HALIEWA, Hawaii (AP) — After days of massive waves in Hawaii, some reaching 50 feet high and washing over roads and homes, organizers gave the nod Thursday morning to begin the Eddie Aikau big-wave surfing competition.
Organizers of the rarely-held and invitation-only Quiksilver In Memory of Eddie Aikau contest on Oahu's North Shore said the waves met the requirements of being 40-feet tall with sustained swells that lasted long enough to run multiple heats.
In more than 30 years, those conditions have only been met nine times, including Thursday. The event was last held in 2009.
Eddie's brother, Clyde, says this is one of the best swells he has ever seen in all the years he has surfed in Waimea Bay. He's the only competitor to surf in all eight previous competitions.
Elite surfers from around the globe grabbed their boards and hopped on planes when organizers gave the green light for the event earlier in the week, despite the fact that it could be canceled at any time. That's what happened earlier this month, when organizers called off the event hours before it was supposed to go ahead because conditions weren't right.
Clyde Aikau said the event isn't about fame or money, it's about honoring his brother's legacy.
The competition began in 1984, six years after Eddie Aikau died.

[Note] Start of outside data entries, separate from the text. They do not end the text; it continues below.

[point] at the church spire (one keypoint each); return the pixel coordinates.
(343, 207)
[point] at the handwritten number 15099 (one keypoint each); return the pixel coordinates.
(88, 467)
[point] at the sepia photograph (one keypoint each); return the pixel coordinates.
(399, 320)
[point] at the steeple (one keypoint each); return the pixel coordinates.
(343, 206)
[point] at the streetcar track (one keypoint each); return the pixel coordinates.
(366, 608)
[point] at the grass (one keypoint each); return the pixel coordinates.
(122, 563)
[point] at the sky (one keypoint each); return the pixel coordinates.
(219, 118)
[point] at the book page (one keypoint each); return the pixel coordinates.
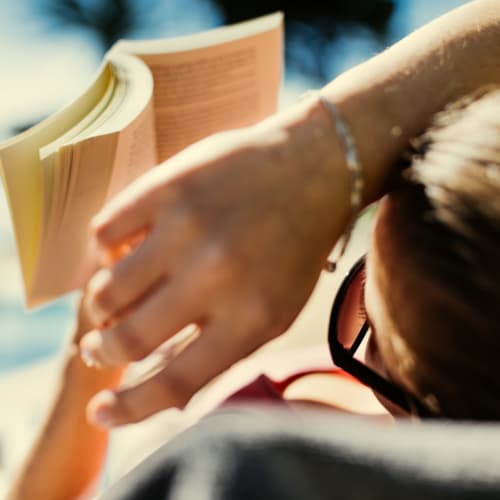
(86, 173)
(22, 174)
(208, 89)
(65, 245)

As a lifeguard, Eddie Aikau is said to have never had a fatality while on duty. When the surf was too big for most in Waimea Bay and the crowds cleared out, Aikau would grab his surfboard and take on the biggest waves around.
Ultimately, however, Aikau gave his life to the ocean in a final attempt to save others. The 31-year-old Aikau was part of a team that was attempting to trace the route of their Polynesian ancestors from Hawaii to Tahiti aboard the traditional Hokulea canoe in 1978.
The vessel encountered rough seas and capsized. Aikau took his surfboard and paddled away for help. He was never seen again, though the rest of the crew was eventually rescued.